Closing Time: Rangers demolish Jon Lester, Mark Melancon in blowout win vs. Red Sox
|04.17.12 at 10:38 pm ET|
It wasn’t quite the worst outing of Jon Lester‘s career, but it wasn’t far from meriting such a title, as the Red Sox had little hope of recovering from his dismal start en route to a 18-3 loss to the Rangers. The left-hander lasted just two-plus innings, matching the shortest start of his career, and he allowed seven runs on eight hits and four walks while striking out two.
The Rangers made him labor in extraordinary fashion, foremost in a four-run, 49-pitch second inning. Overall, he required 80 pitches to record his six outs, becoming just the third major league pitcher since 2000 to make a start of no more than two innings while requiring at least 80 pitches. The last was Chris Young on April 15, 2007.
WHAT WENT WRONG FOR THE RED SOX
— Lester, Lester, Lester. The left-hander was entrusted with a 2-0 lead in the bottom of the first only to see the Rangers roar back for four runs in the next half-inning. He’s now been given leads by the Sox just twice in his three starts, but both times, Lester allowed the opposing team to take the lead back in the next half-inning.
On Tuesday, his most significant issue was an ability to Lester put away Rangers hitters once he got ahead of them. He got to two-strike counts on 11 hitters. As a group, the Rangers were 5-for-8 with three walks after getting into two-strike counts, not only keeping the bases filled with runners but also driving up the starter’s pitch count.
— Mark Melancon achieved a dubious sort of Red Sox and major league history. He was shelled for six runs without retiring a batter, giving up three home runs, including back-to-back home runs (one an absolute moonshot by Josh Hamilton to right, another a blast to dead center by Adrian Beltre). He tied a major league record (at least dating to 1918) by allowing three homers without recording an out. In just two innings this year spanning four appearances, Melancon has allowed five home runs, matching his total yield in 74 1/3 innings in the entire 2011 season with the Astros.
Melancon has been scored upon in all four of his outings, making him the first Red Sox pitcher ever to give up runs in four consecutive appearances of one inning or less to start his Red Sox career. The six runs he allowed without recording an out are also tied for the most by a Red Sox pitcher since at least 1918.
Melancon’s struggles have been sufficiently extraordinary (of the 18 batters he’s faced this year, he’s retired six) that despite the incredibly early stage of the season, the Red Sox may be in a position where — assuming that he is not injured and in need of a trip to the disabled list — they have to consider extraordinary measures, chiefly, whether to option Melancon to the minors.
— Rangers slugger Mike Napoli continued to punish the Red Sox like none other. He launched a two-run homer to left-center against Lester, and later launched a two-run blast down the right-field line against Vicente Padilla. Napoli has now crushed 14 homers against Boston in just 129 career regular season plate appearances.

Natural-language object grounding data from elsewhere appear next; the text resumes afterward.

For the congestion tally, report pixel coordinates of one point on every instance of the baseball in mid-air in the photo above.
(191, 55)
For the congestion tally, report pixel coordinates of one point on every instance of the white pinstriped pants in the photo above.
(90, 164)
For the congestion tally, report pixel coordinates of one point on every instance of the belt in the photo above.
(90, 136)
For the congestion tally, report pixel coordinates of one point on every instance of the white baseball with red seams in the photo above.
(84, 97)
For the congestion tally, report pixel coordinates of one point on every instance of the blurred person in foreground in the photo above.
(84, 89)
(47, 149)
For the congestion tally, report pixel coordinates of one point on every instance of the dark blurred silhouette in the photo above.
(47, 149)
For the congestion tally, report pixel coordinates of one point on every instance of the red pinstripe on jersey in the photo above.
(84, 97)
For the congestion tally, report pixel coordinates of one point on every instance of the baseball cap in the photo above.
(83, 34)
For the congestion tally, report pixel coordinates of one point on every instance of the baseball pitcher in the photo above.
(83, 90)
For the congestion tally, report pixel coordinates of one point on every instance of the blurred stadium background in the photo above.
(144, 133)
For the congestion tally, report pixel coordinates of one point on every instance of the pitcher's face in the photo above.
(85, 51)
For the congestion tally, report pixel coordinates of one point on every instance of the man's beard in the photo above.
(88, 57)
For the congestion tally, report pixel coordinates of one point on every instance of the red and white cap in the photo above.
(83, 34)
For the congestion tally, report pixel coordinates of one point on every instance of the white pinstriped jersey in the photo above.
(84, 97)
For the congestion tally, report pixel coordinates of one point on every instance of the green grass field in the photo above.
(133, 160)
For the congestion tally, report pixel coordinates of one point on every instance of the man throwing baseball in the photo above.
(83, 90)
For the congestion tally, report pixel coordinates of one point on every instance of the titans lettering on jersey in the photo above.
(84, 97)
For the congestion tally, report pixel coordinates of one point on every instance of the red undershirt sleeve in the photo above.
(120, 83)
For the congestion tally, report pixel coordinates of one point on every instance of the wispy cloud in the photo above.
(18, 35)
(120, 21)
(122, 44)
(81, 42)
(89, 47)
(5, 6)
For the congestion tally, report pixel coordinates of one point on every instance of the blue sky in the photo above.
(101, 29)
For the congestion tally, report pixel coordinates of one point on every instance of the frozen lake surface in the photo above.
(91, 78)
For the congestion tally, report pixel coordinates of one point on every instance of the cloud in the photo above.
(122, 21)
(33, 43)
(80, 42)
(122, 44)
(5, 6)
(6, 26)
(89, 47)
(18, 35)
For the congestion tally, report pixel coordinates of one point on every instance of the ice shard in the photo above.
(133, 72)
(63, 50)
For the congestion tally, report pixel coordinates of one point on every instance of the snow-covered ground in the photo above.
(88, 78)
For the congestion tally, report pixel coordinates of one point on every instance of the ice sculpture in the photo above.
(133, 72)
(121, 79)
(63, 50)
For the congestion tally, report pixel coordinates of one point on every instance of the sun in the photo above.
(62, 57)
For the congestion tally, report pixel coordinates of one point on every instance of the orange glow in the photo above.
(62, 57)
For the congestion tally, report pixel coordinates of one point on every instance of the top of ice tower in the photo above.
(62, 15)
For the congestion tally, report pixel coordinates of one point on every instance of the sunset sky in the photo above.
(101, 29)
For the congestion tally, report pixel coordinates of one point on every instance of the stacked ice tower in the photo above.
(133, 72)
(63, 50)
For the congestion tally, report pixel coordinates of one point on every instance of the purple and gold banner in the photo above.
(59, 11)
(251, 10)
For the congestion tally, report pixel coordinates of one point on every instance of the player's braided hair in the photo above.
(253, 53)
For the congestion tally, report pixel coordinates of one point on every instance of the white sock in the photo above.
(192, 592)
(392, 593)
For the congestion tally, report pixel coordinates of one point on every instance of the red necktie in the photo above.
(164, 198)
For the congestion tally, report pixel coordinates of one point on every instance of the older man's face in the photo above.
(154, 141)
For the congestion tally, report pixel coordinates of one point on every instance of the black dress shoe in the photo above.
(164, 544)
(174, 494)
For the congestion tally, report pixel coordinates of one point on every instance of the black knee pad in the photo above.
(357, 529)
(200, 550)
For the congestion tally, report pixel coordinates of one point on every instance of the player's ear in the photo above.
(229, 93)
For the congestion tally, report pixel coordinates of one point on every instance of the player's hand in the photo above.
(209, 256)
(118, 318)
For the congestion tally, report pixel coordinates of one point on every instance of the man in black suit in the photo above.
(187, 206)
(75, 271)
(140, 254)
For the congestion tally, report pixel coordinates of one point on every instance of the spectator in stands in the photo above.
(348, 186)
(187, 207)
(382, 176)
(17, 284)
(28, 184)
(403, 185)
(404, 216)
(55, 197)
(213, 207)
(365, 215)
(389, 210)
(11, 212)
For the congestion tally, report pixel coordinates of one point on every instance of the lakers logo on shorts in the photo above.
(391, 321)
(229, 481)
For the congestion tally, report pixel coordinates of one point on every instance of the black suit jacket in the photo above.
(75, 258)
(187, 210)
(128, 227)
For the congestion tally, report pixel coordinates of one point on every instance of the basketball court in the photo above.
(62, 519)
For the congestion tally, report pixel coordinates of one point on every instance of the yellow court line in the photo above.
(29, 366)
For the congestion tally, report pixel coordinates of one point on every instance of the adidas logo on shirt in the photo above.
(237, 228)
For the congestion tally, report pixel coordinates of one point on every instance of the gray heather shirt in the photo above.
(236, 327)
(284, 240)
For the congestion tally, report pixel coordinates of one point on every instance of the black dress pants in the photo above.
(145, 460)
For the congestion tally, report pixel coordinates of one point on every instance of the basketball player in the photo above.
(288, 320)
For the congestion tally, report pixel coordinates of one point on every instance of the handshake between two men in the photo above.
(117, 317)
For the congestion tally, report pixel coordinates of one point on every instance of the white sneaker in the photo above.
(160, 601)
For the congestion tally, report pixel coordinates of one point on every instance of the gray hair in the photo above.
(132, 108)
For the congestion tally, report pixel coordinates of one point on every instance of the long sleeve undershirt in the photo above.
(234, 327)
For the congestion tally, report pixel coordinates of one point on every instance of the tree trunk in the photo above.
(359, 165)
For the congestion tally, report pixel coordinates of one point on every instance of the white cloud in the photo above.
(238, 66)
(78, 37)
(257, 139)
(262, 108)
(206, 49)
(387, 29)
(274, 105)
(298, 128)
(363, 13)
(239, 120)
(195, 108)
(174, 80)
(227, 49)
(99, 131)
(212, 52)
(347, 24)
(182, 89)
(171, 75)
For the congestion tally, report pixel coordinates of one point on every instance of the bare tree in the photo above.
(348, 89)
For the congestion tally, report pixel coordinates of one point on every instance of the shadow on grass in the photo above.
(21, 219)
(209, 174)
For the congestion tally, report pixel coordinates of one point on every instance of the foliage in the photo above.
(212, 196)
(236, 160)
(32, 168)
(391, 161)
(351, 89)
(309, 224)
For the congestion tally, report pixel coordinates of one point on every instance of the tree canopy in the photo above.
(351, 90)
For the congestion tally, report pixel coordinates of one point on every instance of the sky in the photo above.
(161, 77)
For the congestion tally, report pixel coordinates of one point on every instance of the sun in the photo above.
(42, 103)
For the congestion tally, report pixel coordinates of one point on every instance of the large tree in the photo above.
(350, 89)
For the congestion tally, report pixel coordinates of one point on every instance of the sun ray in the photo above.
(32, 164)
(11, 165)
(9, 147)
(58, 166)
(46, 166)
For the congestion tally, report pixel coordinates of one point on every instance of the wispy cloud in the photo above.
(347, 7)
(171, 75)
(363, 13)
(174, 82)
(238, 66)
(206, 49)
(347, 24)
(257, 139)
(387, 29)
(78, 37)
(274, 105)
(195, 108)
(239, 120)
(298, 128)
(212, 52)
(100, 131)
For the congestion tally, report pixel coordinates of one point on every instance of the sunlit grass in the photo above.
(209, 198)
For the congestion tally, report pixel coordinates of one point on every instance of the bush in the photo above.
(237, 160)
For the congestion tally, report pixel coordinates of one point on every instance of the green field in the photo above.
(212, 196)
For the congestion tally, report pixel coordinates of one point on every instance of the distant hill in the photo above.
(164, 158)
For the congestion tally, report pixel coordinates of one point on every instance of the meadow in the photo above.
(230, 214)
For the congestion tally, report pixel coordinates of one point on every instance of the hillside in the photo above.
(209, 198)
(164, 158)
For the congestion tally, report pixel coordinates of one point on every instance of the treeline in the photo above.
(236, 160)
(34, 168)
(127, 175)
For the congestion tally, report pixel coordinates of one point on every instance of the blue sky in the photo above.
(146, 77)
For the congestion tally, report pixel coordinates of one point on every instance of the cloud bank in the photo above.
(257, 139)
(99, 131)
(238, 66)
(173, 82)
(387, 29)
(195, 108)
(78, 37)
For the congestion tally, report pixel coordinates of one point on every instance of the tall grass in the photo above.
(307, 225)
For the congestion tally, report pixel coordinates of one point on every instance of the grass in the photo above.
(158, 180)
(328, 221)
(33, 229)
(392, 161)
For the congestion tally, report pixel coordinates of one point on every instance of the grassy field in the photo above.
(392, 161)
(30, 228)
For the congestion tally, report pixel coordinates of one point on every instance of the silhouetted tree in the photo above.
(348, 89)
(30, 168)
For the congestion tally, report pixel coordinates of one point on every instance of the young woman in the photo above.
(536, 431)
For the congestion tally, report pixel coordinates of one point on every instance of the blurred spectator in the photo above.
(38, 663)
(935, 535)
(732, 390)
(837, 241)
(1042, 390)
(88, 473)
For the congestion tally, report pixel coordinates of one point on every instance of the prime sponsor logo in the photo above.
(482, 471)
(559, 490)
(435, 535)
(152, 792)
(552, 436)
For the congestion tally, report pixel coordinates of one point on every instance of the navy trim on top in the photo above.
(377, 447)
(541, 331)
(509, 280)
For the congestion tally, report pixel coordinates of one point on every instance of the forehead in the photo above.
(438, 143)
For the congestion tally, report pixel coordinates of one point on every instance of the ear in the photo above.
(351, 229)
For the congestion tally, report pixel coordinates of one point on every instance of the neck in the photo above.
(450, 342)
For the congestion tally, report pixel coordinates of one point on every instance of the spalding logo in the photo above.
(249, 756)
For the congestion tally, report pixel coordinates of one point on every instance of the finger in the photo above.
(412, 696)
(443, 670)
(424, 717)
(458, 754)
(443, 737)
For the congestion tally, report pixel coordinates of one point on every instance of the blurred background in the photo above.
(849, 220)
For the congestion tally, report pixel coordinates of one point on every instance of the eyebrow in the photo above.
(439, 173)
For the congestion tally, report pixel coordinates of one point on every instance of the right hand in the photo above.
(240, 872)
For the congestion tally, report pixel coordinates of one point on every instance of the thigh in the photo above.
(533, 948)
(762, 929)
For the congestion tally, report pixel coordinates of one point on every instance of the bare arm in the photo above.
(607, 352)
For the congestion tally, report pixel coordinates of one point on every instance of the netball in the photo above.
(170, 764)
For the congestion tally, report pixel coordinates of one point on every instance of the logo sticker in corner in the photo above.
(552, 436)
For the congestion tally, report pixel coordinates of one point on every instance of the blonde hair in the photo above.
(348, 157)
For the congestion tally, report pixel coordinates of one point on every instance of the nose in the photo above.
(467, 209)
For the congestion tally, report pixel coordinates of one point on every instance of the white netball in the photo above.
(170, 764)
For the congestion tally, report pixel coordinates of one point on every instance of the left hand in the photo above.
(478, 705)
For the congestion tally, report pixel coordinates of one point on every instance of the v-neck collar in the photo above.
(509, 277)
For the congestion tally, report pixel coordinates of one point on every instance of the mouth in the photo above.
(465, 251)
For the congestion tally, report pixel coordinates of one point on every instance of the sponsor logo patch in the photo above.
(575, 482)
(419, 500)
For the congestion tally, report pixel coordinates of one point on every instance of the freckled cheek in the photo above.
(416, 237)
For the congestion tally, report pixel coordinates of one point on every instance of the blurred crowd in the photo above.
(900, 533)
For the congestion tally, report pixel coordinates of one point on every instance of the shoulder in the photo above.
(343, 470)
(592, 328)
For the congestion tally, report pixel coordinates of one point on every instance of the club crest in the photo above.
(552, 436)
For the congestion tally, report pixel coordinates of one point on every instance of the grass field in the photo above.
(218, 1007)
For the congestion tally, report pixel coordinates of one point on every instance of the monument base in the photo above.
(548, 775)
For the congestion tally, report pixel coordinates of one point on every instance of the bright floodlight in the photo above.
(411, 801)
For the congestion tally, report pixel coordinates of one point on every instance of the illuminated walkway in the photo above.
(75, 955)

No other hitter since 1957 has reached double-digit homers against the Sox in so few at-bats.
— Kevin Youkilis, back in the lineup after missing Monday’s game to rest a sore groin, went 0-for-4 with four strikeouts, matching a career high achieved twice previously (most recently on July 29, 2009). Youkilis received some boos after his final two at-bats, a reminder of the idea that he is confronted by more uncertainty and doubt than at any point in his career. He is now hitting .176 with a .443 OPS, and he has 12 strikeouts in 34 at-bats this year.
— Catcher Jarrod Saltalamacchia went 0-for-3 against his former team, dropping his batting average on the young season to .087 (2-for-23), thus marking the second straight year in which he’s gotten off to a dreadful start.
WHAT WENT RIGHT FOR THE RED SOX
— Dustin Pedroia has hit the ground running to start the 2012 season. He gave the Sox a brief lead in the bottom of the first inning, jumping on a 1-0 fastball and depositing it just into the Monster Seats. Pedroia has three homers to date this season. Only one other time in his career has he hit as many as three homers in April. (In 2010, he hit six in the season’s first month.)
— Though Scott Atchison allowed all three of the base runners whom he inherited to score, he settled and gave the Sox the innings needed to avoid torching their bullpen. He logged four innings and gave up one run (a Michael Young solo homer) on three hits, striking out three. In 8 2/3 innings this year, Atchison has allowed just two runs with seven strikeouts and two walks.
— Ryan Sweeney has not yet homered this year, but he has come within perhaps a foot on two separate occasions, first on Opening Day when he lined a ball off the right-field fence in Comerica Park and again on Tuesday when he rocketed a ball off the top of the center field fence at Fenway. Sweeney had two doubles (one to center, one down the left-field line) and a single on Tuesday and now has five doubles and a triple on the year. Sweeney is tied for second on the Sox in extra-base hits with six.
— Adrian Gonzalez went 2-for-4 and launched a homer (his second of the year) to deep right. He has already doubled his home run total (1) from last April.